The judge effectively replaced the so-called Stringer Cap with what could be termed the JXX Cap. The approach in the often cited County Court decision from 2002 of Stringer v Copley concerning MRO fees was that any allowance on assessment should be capped at the level that would be charged by a hypothetical solicitor carrying out the work. By determining the MRO fee as a disbursement rather than an outsourced solicitor profit cost, the hypothetical solicitor test is no longer relevant. Instead, the judge ruled that the MRO fee should be capped at 25% of the expert's fee, rather than the usual markup of between 30% and 53%. Further, it is not necessary to deconstruct the MRO fee as there are no irrecoverable elements and it is not relevant how the fee is arrived at. This means a breakdown of the MRO fee is not required only disclosure of the fee charged by the expert and the amount of the separate MRO fee on top.
These detailed assessment proceedings have been the subject of two different judgments which can be summarised as follows:
JXX v Archibald [2025] EWHC 69 (SCCO)
- An application was made to strike out the claimant's bill or assess at nil the claimant's medical evidence unless a breakdown of the medical evidence fees were provided.

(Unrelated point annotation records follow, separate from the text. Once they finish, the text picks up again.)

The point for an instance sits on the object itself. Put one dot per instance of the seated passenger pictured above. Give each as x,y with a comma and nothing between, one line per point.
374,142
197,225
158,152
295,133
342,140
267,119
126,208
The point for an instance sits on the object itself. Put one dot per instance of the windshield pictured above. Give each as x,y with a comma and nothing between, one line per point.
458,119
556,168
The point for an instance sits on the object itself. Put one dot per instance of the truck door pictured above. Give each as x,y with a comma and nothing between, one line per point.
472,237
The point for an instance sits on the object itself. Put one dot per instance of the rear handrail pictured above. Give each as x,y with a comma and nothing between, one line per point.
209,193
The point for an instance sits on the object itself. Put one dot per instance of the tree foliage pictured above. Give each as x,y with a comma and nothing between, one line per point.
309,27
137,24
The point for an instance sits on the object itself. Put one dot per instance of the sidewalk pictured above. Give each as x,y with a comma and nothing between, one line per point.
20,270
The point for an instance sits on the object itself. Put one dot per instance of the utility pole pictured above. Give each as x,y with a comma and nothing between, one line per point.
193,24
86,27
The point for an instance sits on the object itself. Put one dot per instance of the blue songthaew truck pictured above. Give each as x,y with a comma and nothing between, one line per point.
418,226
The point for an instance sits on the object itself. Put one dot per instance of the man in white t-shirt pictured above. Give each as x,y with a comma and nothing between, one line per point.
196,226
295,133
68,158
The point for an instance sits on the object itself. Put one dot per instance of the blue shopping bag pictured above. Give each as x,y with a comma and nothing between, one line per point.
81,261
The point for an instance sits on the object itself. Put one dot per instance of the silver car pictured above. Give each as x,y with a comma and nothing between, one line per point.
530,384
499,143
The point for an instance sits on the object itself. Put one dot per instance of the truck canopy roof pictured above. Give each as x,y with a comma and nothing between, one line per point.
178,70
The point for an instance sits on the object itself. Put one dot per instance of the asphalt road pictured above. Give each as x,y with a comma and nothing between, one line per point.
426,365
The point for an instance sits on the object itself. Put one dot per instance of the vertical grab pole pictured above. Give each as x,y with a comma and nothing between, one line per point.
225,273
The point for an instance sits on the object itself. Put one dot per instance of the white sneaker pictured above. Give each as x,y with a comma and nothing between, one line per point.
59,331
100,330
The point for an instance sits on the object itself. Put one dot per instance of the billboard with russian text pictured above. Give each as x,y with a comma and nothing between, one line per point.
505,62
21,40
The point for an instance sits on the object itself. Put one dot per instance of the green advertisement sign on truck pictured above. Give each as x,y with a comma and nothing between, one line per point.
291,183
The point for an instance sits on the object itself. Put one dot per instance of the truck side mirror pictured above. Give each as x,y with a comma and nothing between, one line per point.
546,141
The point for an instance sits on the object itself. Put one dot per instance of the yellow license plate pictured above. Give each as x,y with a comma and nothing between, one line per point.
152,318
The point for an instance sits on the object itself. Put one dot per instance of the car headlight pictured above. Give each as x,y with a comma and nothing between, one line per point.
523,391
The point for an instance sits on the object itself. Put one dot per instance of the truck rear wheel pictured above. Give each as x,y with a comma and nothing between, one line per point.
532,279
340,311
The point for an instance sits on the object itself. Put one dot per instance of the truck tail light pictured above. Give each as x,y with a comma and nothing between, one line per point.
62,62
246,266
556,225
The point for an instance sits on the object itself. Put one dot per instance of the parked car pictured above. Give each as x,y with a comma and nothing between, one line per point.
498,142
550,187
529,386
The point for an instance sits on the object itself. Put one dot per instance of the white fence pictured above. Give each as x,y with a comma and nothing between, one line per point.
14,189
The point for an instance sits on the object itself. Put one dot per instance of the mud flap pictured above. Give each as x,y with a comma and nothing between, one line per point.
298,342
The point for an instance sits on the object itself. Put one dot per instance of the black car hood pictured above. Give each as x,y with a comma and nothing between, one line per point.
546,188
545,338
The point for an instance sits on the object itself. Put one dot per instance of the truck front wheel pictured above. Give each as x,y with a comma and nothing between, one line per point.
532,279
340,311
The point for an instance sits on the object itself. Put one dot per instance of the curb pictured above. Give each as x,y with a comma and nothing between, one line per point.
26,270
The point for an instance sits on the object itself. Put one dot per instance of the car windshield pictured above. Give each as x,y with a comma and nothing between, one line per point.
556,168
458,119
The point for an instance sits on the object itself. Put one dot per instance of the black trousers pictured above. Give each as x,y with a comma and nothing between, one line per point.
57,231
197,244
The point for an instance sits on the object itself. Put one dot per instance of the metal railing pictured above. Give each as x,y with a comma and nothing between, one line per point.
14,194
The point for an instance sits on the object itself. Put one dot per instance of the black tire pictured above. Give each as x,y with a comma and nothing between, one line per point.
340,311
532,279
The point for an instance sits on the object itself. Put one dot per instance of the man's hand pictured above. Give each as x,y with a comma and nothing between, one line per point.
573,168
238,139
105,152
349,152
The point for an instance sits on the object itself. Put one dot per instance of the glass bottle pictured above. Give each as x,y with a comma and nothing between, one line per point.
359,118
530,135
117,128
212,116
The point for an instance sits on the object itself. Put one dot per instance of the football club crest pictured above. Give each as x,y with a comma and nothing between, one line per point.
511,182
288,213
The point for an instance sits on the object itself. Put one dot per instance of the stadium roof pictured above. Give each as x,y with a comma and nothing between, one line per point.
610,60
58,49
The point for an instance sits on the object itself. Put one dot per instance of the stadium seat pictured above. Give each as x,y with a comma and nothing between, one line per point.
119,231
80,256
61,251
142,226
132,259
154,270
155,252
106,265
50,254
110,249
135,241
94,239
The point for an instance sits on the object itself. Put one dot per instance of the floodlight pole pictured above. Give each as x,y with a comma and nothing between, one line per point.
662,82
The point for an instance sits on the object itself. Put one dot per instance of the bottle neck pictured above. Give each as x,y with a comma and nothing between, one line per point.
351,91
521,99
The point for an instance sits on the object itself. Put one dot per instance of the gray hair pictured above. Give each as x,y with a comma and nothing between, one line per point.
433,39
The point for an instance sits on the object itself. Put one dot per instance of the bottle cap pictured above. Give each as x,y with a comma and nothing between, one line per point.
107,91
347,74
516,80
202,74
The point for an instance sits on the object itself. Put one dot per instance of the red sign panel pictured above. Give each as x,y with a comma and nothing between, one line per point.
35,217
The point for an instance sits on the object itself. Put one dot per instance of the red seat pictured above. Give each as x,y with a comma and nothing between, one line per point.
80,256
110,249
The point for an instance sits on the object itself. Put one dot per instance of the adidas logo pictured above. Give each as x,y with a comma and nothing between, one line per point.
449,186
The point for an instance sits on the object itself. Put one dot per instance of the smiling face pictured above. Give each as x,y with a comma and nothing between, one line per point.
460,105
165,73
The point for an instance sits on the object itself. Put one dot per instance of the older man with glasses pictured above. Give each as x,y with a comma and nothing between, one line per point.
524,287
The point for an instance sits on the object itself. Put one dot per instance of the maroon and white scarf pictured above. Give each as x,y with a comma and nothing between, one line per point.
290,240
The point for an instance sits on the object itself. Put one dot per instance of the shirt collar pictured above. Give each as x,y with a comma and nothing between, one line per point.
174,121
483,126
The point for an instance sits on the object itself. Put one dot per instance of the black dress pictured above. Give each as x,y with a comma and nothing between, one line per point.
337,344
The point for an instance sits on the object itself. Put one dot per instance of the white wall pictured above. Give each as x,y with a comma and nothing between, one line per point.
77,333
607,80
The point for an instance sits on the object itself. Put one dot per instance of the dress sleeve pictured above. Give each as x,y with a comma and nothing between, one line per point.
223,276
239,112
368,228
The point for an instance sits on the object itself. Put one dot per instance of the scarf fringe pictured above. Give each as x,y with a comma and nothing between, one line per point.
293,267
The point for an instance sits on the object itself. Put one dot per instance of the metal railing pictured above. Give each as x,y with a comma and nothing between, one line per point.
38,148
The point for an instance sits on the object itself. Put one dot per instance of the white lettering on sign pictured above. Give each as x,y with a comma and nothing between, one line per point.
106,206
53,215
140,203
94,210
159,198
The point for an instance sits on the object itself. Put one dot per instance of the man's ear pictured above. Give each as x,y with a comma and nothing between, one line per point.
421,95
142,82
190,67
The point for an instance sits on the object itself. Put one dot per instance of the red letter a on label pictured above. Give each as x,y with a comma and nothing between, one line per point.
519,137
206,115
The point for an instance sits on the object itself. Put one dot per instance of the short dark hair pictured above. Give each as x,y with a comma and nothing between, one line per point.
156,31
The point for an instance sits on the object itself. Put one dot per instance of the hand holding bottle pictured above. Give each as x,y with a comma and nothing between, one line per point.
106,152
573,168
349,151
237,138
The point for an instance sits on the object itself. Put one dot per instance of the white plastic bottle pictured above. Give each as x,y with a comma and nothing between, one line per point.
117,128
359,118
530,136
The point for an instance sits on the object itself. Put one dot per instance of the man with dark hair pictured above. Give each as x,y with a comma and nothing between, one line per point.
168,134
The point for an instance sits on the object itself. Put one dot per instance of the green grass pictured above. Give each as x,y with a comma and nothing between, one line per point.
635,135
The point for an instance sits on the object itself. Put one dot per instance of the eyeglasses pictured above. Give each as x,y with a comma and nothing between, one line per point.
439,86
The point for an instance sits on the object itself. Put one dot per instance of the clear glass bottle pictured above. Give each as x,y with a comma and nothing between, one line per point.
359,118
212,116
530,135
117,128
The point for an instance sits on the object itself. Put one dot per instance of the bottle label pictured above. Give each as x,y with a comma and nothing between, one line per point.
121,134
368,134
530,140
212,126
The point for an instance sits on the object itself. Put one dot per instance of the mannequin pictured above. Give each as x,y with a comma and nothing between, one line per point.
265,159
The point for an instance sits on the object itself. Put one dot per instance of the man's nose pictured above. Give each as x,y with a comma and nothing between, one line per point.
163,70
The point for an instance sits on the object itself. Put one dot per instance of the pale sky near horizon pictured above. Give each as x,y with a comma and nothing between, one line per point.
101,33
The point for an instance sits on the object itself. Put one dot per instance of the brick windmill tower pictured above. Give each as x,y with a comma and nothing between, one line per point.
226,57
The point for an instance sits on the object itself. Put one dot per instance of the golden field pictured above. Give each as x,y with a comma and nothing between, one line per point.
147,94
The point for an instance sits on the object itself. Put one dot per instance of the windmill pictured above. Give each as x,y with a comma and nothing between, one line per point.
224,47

- The bill of costs included £120,000 for fees for medical evidence from an MRO called Medical and Professional Services Limited ('MAPS').
- The claimant was put to an election of either disclosing a breakdown of the MRO fees or in the absence of disclosure, the medical evidence fees would be assessed on the hypothetical basis that an MRO was not involved.
- The defendant was permitted to produce any comparative evidence.
JXX v Archibald II and HLA v EUI Ltd [2026] EWHC 630 (SCCO)
- The claimant elected to put forward further information concerning the medical evidence to include disclosure of the fee charged by the expert and the fees of MAPS.
- The ongoing case of HLA v EUI Ltd was joined to the JXX detailed assessment proceedings: HLA featured an MRO called Premex Services Ltd
- Only the MRO element remained outstanding as the expert fees themselves were agreed and not therefore subject to assessment.
- The defendant did not submit evidence of any comparative alternative quotations
- The judge ruled that:
- An MRO fee is not an outsourced solicitor profit cost but a disbursement and therefore the 'hypothetical solicitor test' is not relevant.
- MRO fees do not include irrecoverable elements; deferred payments and waivers are a broader commercial feature and not a specific irrecoverable 'funding' element
- The use of an MRO increases by a percentage the total fee claimed.
- MRO fees should be subject to a maximum recoverable cap of 25% of the fee charged by the expert and should be stated on the MRO invoice.
JXX: Cautionary points to note on the facts
- The expert fees themselves in this case were agreed: only the MRO fees were subject to assessment.
- The claimant was not compelled to provide any breakdown but put to the election set out above and accordingly the evidence provide was done so voluntarily.
- The defendant did not submit any comparator evidence.
- One of the experts initially produced evidence directly and the defendant was therefore able to argue that the fees later commissioned through the MRO significantly increased.
Next steps
An appeal seems likely. The senior costs judge made it clear in the first judgment that permission to appeal would be granted and in refusing an application by the Association of Medical Reporting Organisations to be added as a third party, reference was made to the possibility of re-applying should any party appeal. It remains to be seen whether the MROs will take up the invitation to produce fee notes setting out what their fee is.
Comment
Adam Burrell, Head of Costs at DACB commented as follows:
"This is a practical method of dealing with the MRO fee element and will help reduce the ever increasing cost of medical expert evidence. At the very least paying parties will require confirmation that any medical evidence fees obtained by MROs do not exceed the JXX cap. Ideally, fee notes will provide details of the expert fee and the separate MRO fee. It must surely follow that a refusal to supply sufficient information will attract an adverse inference and if faced with a refusal to supply details a paying party will be able to take that refusal into account when making an offer."